Total revenues grew by a healthy 8.0%, but total costs grew faster, by 8.5%.
Costs were inflated by an 18.9% increase in fuel costs, whose share of revenues increased to 28%, up from one quarter in 2011. Excluding fuel, all other costs grew by 4.8%, appreciably slower than revenues.
LCCs grew faster, had higher load factors and, while their collective operating margin fell slightly, from 9.8% to 9.5%, this was vastly superior to the legacies’ collective 2012 margin of just 0.5%.

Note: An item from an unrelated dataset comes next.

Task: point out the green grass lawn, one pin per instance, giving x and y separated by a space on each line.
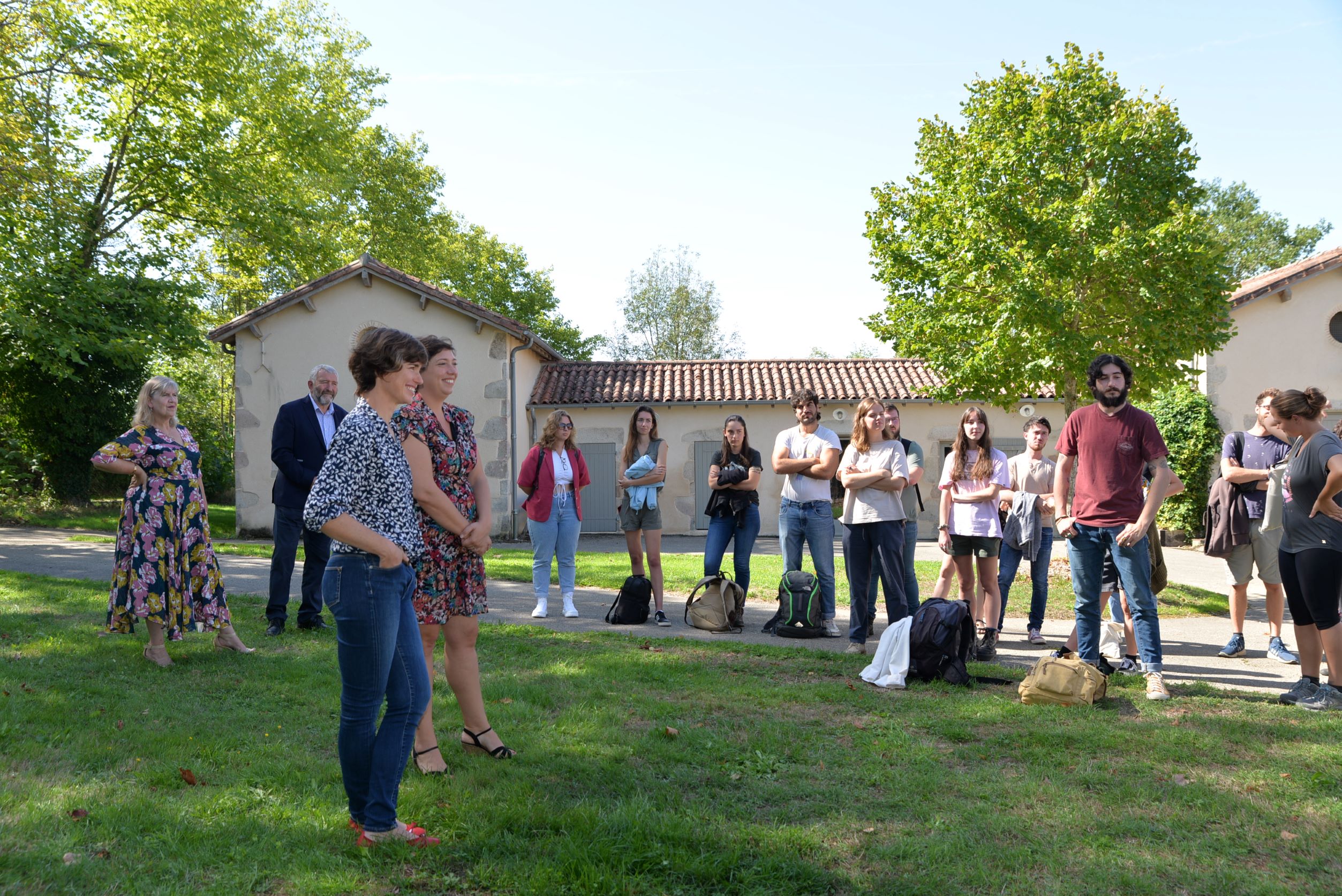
681 572
101 515
645 767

Eurocontrol flight movement forecasts to 2019: go east, young man
Eurocontrol’s impressive medium term forecast of flight numbers in Europe, covering 44 markets for the period 2012 to 2019, sees an average growth rate of 2.3% p.a. under its base case. It contains a number of key points concerning recent trends and the outlook for European airlines. Eurocontrol sees the weak traffic environment of 2012 continuing in 2013, with another year of falling flight numbers and winter seasons especially weak. However, it forecasts a recovery in 2014 and that Turkey will lead the superior growth of Eastern countries both in 2013 and through to 2019. Airport capacity constraints and competition from high speed rail are forecast to cut 1.6% from the total of flights in 2019.

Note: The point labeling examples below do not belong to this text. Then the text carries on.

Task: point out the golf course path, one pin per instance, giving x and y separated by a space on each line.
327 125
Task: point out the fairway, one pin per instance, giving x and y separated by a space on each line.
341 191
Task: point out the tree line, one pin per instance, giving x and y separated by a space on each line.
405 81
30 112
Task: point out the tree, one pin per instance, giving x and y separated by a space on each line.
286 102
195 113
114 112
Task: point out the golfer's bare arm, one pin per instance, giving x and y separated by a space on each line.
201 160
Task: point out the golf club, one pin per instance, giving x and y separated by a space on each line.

For charter carriers, 2012 brought some welcome relief as flight numbers recovered from the impact of the Arab Spring in 2011, although they are still on a longer term downward trend. Traditional carriers saw a fall in their share of flights in 2012 and this looks set to continue as LCCs are projected to increase their share further (especially in Central and Eastern Europe). The main point of comfort to traditional carriers is that growth rates to destinations outside Europe are forecast to be higher than within Europe.